۶ৎ| Your husband , Bruce , carries heavy weights on his shoulders nearly everyday. You help him ease some of it — by giving him a talk and a nice massage.
∘˙ ✶ a steaming black coffee with two sugar cubesᯓ✦∘˙
He’s been short all week.
Not cruel. Not explosive. Just… sharp around the edges. Replies clipped. Jaw tight. The kind of anger that doesn’t raise its voice — it coils.
You notice it in the way he sets his keys down too carefully. In how his shoulders never drop, even when he sits. In the way his hand flexes at nothing, like he’s bracing for impact that never comes.
Tonight, he comes home past midnight.
Doesn’t say much. Just loosens his tie, shrugs out of his jacket, exhales through his nose like the air itself is irritating him.
You watch from the doorway for a moment before speaking.
“Sit,” you say.
He glances over. “I’m fine.”
That’s how you know he’s not.
You cross the room anyway, take the tie from his hands before he can protest. Your fingers brush his throat — warm, grounding — and his breath stutters despite himself.
“Bruce,” you murmur. “Please.”
He gives in the way he always does — reluctantly, like rest is something he has to earn.
He sits on the edge of the bed. Shoulders still tense. Spine rigid.
You move behind him, thumbs pressing gently into the hard knots at the base of his neck.
He inhales sharply.
“…You’re wound tight,” you say softly.
“I don’t have time to be anything else.”
Your hands work slowly, deliberately. You don’t rush him. You never do.
Minutes pass before he speaks again.
“I keep snapping,” he admits. “At Alfred. At people who don’t deserve it.” A pause. “At you.”
You lean forward, resting your forehead between his shoulder blades.

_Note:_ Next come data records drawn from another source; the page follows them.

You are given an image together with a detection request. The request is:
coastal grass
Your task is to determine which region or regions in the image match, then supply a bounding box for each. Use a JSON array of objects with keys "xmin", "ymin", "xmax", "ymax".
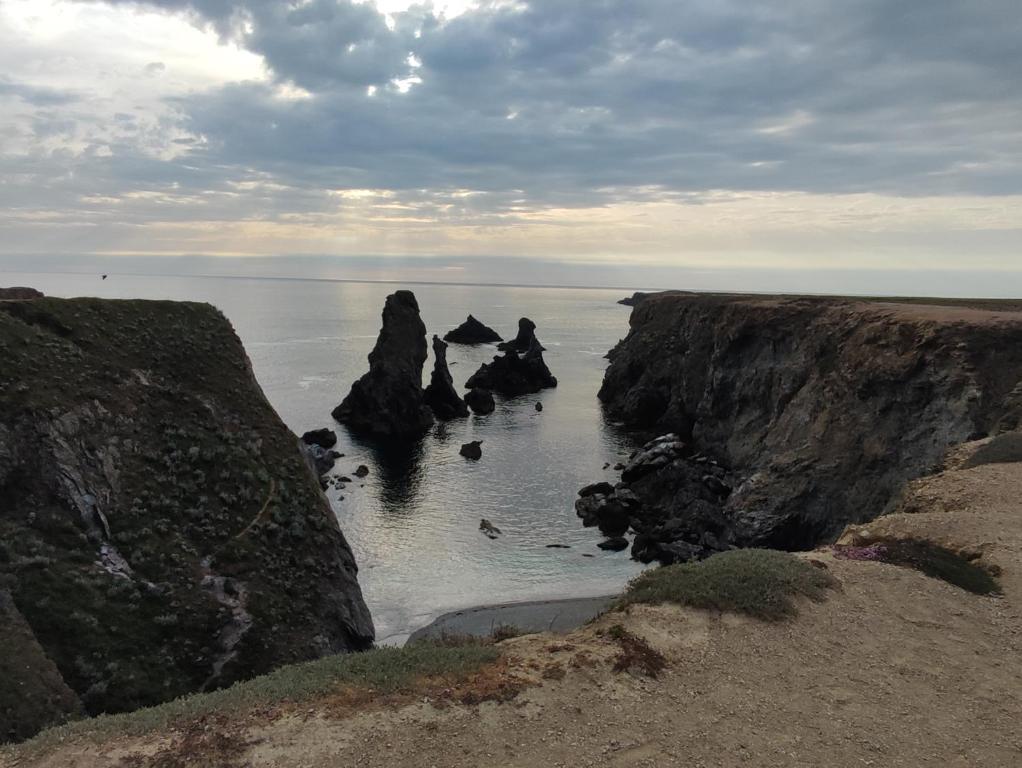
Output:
[
  {"xmin": 618, "ymin": 549, "xmax": 837, "ymax": 621},
  {"xmin": 4, "ymin": 640, "xmax": 499, "ymax": 756}
]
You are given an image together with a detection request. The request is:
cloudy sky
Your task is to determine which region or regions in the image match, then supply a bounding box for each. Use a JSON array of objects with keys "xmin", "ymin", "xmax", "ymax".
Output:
[{"xmin": 1, "ymin": 0, "xmax": 1021, "ymax": 292}]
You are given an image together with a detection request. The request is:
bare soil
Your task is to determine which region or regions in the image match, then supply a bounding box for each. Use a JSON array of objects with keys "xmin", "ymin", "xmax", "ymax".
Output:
[{"xmin": 6, "ymin": 438, "xmax": 1022, "ymax": 768}]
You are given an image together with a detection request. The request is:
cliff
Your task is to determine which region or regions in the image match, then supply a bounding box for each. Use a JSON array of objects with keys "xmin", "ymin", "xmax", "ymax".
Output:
[
  {"xmin": 599, "ymin": 293, "xmax": 1022, "ymax": 549},
  {"xmin": 0, "ymin": 297, "xmax": 373, "ymax": 742}
]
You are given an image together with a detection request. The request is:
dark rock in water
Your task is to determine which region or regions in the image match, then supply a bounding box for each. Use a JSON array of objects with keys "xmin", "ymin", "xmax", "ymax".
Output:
[
  {"xmin": 332, "ymin": 290, "xmax": 434, "ymax": 437},
  {"xmin": 479, "ymin": 518, "xmax": 501, "ymax": 538},
  {"xmin": 598, "ymin": 537, "xmax": 630, "ymax": 552},
  {"xmin": 443, "ymin": 315, "xmax": 503, "ymax": 345},
  {"xmin": 0, "ymin": 296, "xmax": 373, "ymax": 740},
  {"xmin": 498, "ymin": 317, "xmax": 544, "ymax": 352},
  {"xmin": 460, "ymin": 440, "xmax": 483, "ymax": 460},
  {"xmin": 301, "ymin": 428, "xmax": 337, "ymax": 449},
  {"xmin": 579, "ymin": 481, "xmax": 615, "ymax": 497},
  {"xmin": 465, "ymin": 337, "xmax": 557, "ymax": 396},
  {"xmin": 546, "ymin": 544, "xmax": 571, "ymax": 549},
  {"xmin": 300, "ymin": 442, "xmax": 337, "ymax": 476},
  {"xmin": 0, "ymin": 286, "xmax": 44, "ymax": 300},
  {"xmin": 535, "ymin": 401, "xmax": 543, "ymax": 412},
  {"xmin": 424, "ymin": 335, "xmax": 469, "ymax": 420},
  {"xmin": 465, "ymin": 388, "xmax": 496, "ymax": 415},
  {"xmin": 354, "ymin": 464, "xmax": 370, "ymax": 478}
]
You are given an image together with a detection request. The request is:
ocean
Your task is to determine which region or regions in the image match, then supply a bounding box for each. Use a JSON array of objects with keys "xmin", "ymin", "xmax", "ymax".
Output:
[{"xmin": 4, "ymin": 272, "xmax": 647, "ymax": 641}]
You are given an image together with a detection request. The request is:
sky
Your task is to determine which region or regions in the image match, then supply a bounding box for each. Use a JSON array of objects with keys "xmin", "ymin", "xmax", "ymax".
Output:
[{"xmin": 1, "ymin": 0, "xmax": 1021, "ymax": 293}]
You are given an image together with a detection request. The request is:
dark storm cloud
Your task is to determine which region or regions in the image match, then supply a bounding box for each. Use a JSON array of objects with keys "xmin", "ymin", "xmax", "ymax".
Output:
[{"xmin": 10, "ymin": 0, "xmax": 1022, "ymax": 226}]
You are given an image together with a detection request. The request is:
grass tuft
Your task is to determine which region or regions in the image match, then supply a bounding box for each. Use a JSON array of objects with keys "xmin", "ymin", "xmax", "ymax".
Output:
[{"xmin": 618, "ymin": 549, "xmax": 837, "ymax": 621}]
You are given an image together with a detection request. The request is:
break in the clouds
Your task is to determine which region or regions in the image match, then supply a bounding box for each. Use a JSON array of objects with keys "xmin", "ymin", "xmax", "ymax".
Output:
[{"xmin": 1, "ymin": 0, "xmax": 1021, "ymax": 283}]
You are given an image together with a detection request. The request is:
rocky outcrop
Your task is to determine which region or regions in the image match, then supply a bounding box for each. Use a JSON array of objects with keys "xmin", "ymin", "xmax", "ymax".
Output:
[
  {"xmin": 498, "ymin": 317, "xmax": 545, "ymax": 352},
  {"xmin": 301, "ymin": 428, "xmax": 337, "ymax": 449},
  {"xmin": 460, "ymin": 440, "xmax": 483, "ymax": 460},
  {"xmin": 424, "ymin": 335, "xmax": 469, "ymax": 420},
  {"xmin": 617, "ymin": 291, "xmax": 654, "ymax": 307},
  {"xmin": 0, "ymin": 297, "xmax": 373, "ymax": 741},
  {"xmin": 596, "ymin": 294, "xmax": 1022, "ymax": 551},
  {"xmin": 465, "ymin": 337, "xmax": 557, "ymax": 396},
  {"xmin": 443, "ymin": 315, "xmax": 503, "ymax": 345},
  {"xmin": 465, "ymin": 388, "xmax": 496, "ymax": 415},
  {"xmin": 332, "ymin": 290, "xmax": 434, "ymax": 437}
]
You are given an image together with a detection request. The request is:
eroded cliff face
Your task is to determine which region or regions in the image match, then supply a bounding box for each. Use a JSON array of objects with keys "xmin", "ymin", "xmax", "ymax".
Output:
[
  {"xmin": 0, "ymin": 297, "xmax": 373, "ymax": 741},
  {"xmin": 599, "ymin": 294, "xmax": 1022, "ymax": 549}
]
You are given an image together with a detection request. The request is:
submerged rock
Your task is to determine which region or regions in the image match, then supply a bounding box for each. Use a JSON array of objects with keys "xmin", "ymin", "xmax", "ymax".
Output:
[
  {"xmin": 424, "ymin": 335, "xmax": 469, "ymax": 420},
  {"xmin": 498, "ymin": 317, "xmax": 544, "ymax": 353},
  {"xmin": 332, "ymin": 290, "xmax": 434, "ymax": 437},
  {"xmin": 465, "ymin": 387, "xmax": 496, "ymax": 415},
  {"xmin": 460, "ymin": 440, "xmax": 483, "ymax": 460},
  {"xmin": 443, "ymin": 315, "xmax": 503, "ymax": 345},
  {"xmin": 597, "ymin": 537, "xmax": 630, "ymax": 551},
  {"xmin": 479, "ymin": 518, "xmax": 502, "ymax": 538},
  {"xmin": 465, "ymin": 337, "xmax": 557, "ymax": 396}
]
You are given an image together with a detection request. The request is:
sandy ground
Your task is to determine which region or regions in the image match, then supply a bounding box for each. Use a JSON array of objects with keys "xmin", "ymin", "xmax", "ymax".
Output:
[{"xmin": 6, "ymin": 441, "xmax": 1022, "ymax": 768}]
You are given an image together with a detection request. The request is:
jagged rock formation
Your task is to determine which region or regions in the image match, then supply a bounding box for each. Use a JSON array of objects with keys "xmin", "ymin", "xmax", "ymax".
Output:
[
  {"xmin": 466, "ymin": 337, "xmax": 557, "ymax": 396},
  {"xmin": 0, "ymin": 286, "xmax": 44, "ymax": 300},
  {"xmin": 465, "ymin": 388, "xmax": 496, "ymax": 414},
  {"xmin": 498, "ymin": 317, "xmax": 545, "ymax": 352},
  {"xmin": 617, "ymin": 292, "xmax": 652, "ymax": 307},
  {"xmin": 596, "ymin": 294, "xmax": 1022, "ymax": 551},
  {"xmin": 332, "ymin": 290, "xmax": 434, "ymax": 437},
  {"xmin": 301, "ymin": 428, "xmax": 337, "ymax": 449},
  {"xmin": 0, "ymin": 297, "xmax": 373, "ymax": 742},
  {"xmin": 443, "ymin": 315, "xmax": 503, "ymax": 345},
  {"xmin": 424, "ymin": 335, "xmax": 469, "ymax": 420}
]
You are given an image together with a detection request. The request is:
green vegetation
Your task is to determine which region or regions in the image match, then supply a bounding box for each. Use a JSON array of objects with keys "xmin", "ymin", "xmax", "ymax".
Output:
[
  {"xmin": 6, "ymin": 641, "xmax": 499, "ymax": 756},
  {"xmin": 834, "ymin": 539, "xmax": 1001, "ymax": 595},
  {"xmin": 618, "ymin": 549, "xmax": 837, "ymax": 621}
]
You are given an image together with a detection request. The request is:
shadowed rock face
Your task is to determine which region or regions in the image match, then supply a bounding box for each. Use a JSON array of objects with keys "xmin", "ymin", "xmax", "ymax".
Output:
[
  {"xmin": 0, "ymin": 297, "xmax": 373, "ymax": 742},
  {"xmin": 424, "ymin": 335, "xmax": 469, "ymax": 420},
  {"xmin": 465, "ymin": 387, "xmax": 495, "ymax": 414},
  {"xmin": 466, "ymin": 336, "xmax": 557, "ymax": 396},
  {"xmin": 333, "ymin": 290, "xmax": 434, "ymax": 437},
  {"xmin": 498, "ymin": 317, "xmax": 545, "ymax": 353},
  {"xmin": 443, "ymin": 315, "xmax": 503, "ymax": 345},
  {"xmin": 598, "ymin": 293, "xmax": 1022, "ymax": 550}
]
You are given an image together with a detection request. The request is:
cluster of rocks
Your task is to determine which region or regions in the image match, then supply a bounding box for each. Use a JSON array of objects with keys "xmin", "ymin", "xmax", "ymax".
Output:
[
  {"xmin": 465, "ymin": 318, "xmax": 557, "ymax": 396},
  {"xmin": 575, "ymin": 434, "xmax": 735, "ymax": 564},
  {"xmin": 333, "ymin": 295, "xmax": 554, "ymax": 438}
]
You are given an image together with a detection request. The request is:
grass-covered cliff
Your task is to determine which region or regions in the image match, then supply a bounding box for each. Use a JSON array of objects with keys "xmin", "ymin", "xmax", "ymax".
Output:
[
  {"xmin": 599, "ymin": 293, "xmax": 1022, "ymax": 548},
  {"xmin": 0, "ymin": 296, "xmax": 373, "ymax": 742}
]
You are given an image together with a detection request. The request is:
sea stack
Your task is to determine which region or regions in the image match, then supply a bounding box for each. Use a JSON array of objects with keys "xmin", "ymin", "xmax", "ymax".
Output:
[
  {"xmin": 498, "ymin": 317, "xmax": 545, "ymax": 352},
  {"xmin": 424, "ymin": 335, "xmax": 469, "ymax": 420},
  {"xmin": 443, "ymin": 315, "xmax": 503, "ymax": 345},
  {"xmin": 332, "ymin": 290, "xmax": 434, "ymax": 436},
  {"xmin": 465, "ymin": 335, "xmax": 557, "ymax": 396}
]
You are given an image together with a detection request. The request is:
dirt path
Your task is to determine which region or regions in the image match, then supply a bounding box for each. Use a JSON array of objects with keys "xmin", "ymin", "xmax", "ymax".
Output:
[{"xmin": 8, "ymin": 443, "xmax": 1022, "ymax": 768}]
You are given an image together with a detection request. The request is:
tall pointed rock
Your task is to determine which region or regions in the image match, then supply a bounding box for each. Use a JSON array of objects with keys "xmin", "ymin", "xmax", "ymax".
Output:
[
  {"xmin": 332, "ymin": 290, "xmax": 434, "ymax": 436},
  {"xmin": 424, "ymin": 335, "xmax": 469, "ymax": 420}
]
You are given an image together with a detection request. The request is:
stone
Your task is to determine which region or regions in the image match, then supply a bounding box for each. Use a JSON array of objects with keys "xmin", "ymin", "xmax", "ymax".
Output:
[
  {"xmin": 597, "ymin": 537, "xmax": 630, "ymax": 551},
  {"xmin": 479, "ymin": 518, "xmax": 502, "ymax": 538},
  {"xmin": 465, "ymin": 388, "xmax": 496, "ymax": 415},
  {"xmin": 579, "ymin": 481, "xmax": 615, "ymax": 497},
  {"xmin": 443, "ymin": 315, "xmax": 503, "ymax": 345},
  {"xmin": 354, "ymin": 465, "xmax": 370, "ymax": 478},
  {"xmin": 535, "ymin": 401, "xmax": 543, "ymax": 412},
  {"xmin": 498, "ymin": 317, "xmax": 545, "ymax": 353},
  {"xmin": 424, "ymin": 335, "xmax": 469, "ymax": 420},
  {"xmin": 301, "ymin": 428, "xmax": 337, "ymax": 449},
  {"xmin": 460, "ymin": 440, "xmax": 483, "ymax": 460},
  {"xmin": 332, "ymin": 290, "xmax": 434, "ymax": 437}
]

“I know,” you say. “But you haven’t scared me.”
His jaw tightens.
“That doesn’t make it okay.”
“No,” you agree. “But it makes it human.”
Your thumbs dig deeper. He exhales this time — long, shaky. Like something finally slipping loose.
“I’m angry all the time lately,” he says quietly. “And I don’t know where to put it.”
“You don’t have to put it anywhere right now,” you reply. “You can just… let it be here.”
His shoulders sag under your hands. Just a little.
“That scares me,” he admits. “If I stop holding it together—”
“You won’t fall apart,” you interrupt gently. “You’ll rest.”
He laughs under his breath. Bitter. “You make it sound simple.”
“It’s not,” you say. “But it’s easier when you’re not alone.”
Your hands slide down his arms, grounding him in the present. He reaches back, catches your wrist — not tight, not controlling. Just needing contact.
“…Stay,” he says.
You smile faintly. “I am.”
You move around him, kneel between his knees. His hands come to your hips automatically, thumbs brushing familiar places. His eyes are tired, dark with too many thoughts.
“I don’t know how to stop being like this,” he says. “The anger. The pressure. It never shuts up.”
You cup his face, thumbs brushing the lines time and responsibility carved there.
“You don’t have to stop,” you tell him. “You just don’t have to carry it by yourself.”
He leans into your touch like it costs him something.
“Thank you,” he murmurs. Not grand. Not dramatic. Just honest.
You press a kiss to his temple. Then his cheek. Then his mouth — slow, grounding, full of intention.
He melts into it.
Not because he’s weak.
Because he’s finally allowed to be tired.
And you stay like that for a long while — your hands on his shoulders, his forehead resting against yours.